Seafood Sublime

Stick to the amazing sashimi and rolls at Sushi Yukari, and you'll be in heaven

Writing about sushi restaurants can be difficult. After all, how many ways can one describe sushi (fresh! artful!)?

But my proverbial writer's block melted away after dining at Sushi Yukari.

We arrived at the tiny strip-mall restaurant on a Friday evening to find the place practically empty. We'd made reservations, and that seemed unnecessary. But as the meal progressed, most of the tables filled, as did the sushi bar. Obviously, this place isn't a secret. The service didn't suffer from the sudden influx of customers, though. Everything was brought to the table in a timely manner, and with a sincere smile.

Shortly after we sat down, our server brought us a bowl of warm, wonderful edamame and a bowl with two white towelettes that resembled miniature marshmallows. She poured warm water over them, and they grew.

Décor is minimal, but there is a big-screen TV that was showing a nature film that night. Other nights, the TV offers old movies, and there's karaoke on Saturday nights from 10:30 p.m. to 1 a.m. (If you are so inclined, you need to make reservations.)

The menu is huge and a tad overwhelming, with some photos. Each ingredient was listed, so there was no confusion as to what you were getting.

John ordered a series of appetizers and single items: the soft shell crab ($6), a pork egg roll ($3.50) and shrimp tempura ($5). I ordered the salmon-skin salad ($5) and the eight-piece combo plate ($14.50). We both ordered lemonade ($1.80).

To start the meal, our server brought us each a steaming bowl of miso soup. I also received a small salad that was included with my sushi order.

The soup was quite satisfying, with bits of tofu, green onions and seaweed floating about. The greens in my salad, tossed with a ponzu dressing, tasted so fresh, I wondered if they'd just been picked from a garden.

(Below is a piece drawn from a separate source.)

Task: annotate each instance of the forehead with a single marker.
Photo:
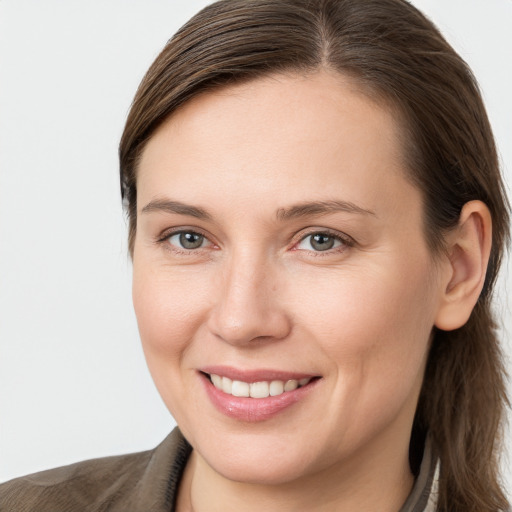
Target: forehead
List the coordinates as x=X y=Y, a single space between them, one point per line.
x=303 y=135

John's food was brought first. The egg rolls were tiny, but so packed with a flavorful blend of pork and veggies that they were bursting at the seams. Hot mustard--the kind that brings tears to your eyes--was served alongside. The soft-shell crab, served with a ponzu side, was covered with a crisp breadcrumb coating. I loved it, although John wasn't entirely impressed. However, he was impressed by the tempura shrimp: five large shrimp in a light batter were stacked teepee-like. This is one of those dishes that I would easily order again.

My salmon-skin salad arrived momentarily. I found it a tad fishier than others I've tried, but with a toss of that ponzu dressing, it improved quite a bit.

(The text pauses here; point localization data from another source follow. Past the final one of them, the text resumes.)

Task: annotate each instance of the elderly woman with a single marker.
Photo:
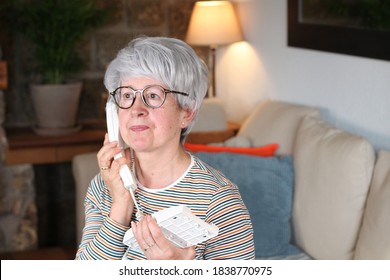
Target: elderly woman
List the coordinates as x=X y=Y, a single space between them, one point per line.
x=158 y=85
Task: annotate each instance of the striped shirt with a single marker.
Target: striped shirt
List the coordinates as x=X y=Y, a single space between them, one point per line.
x=204 y=190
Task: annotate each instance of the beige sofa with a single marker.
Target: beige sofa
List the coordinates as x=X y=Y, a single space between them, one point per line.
x=341 y=197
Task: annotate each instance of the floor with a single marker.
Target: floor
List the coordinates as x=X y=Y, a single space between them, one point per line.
x=50 y=253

Then came the sushi. The plate consisted of shrimp, snow crab, red snapper, salmon, tuna, yellowtail, albacore, and unagi. As expected, each piece was a small work of art: a dab of bright orange roe here, a belt of nori there, the tiniest slice of green onion possible atop a smear of rich, brown sauce elsewhere. I was impressed with the size of each piece, but what knocked me out was the rice: perfectly sticky and ever-so-slightly sweet, it enhanced the fish in every way.

For dessert, John ordered the cheesecake ($4.50), the weekly special. The honey toast caught my eye ($6). Our server told me it was a big serving--as a warning, I guess.

The cheesecake was delicious and different. It felt almost like a dense sponge cake (tofu might be involved in the prep). Thankfully, it was only slightly sweet. All in all, this was a nice ending to the meal.

My honey toast was not. It consisted of three thicker-than-Texas toast slices of Japanese white bread (as explained in the menu), topped with two generous scoops of vanilla ice cream and hot honey. Within seconds, the warm honey froze up. It was impossible to eat and bland.

Our second visit came in the middle of the week, and again, the place really filled up while we were there.

We each ordered an appetizer and a dinner plate. John ordered the tempura salmon and the Hawaiian maguro ($17): ahi tuna in garlic soy sauce. I ordered a crunchy shrimp roll ($7.50) and the Japanese ocean scallop with lemon pepper ($18).

After more of the comforting miso soup and another bowl of salad, our appetizers were at the table. The tempura again was perfect: a light, toothsome batter covered six paddles of juicy salmon. And my crispy shrimp roll was divine. Tempura shrimp, cucumber and avocado were wrapped in that wonderful rice and nori, then topped off with toasted tempura flakes and orange roe. This could have been a satisfying meal itself.

The same cannot be said of our entrées. Both the tuna--which was an odd color brown all the way through--and the scallops were overcooked and slightly tough. They were served with cubes of baked tofu, potato salad, a bowl of white rice and fruit. It was a lot of food, for sure, but the quality didn't come close to that of our previous experience.

Next visit, I'll order sushi only--and plenty of it. I'll order one of the sushi combos for two, because in the case of Sushi Yukari, eight pieces is not enough.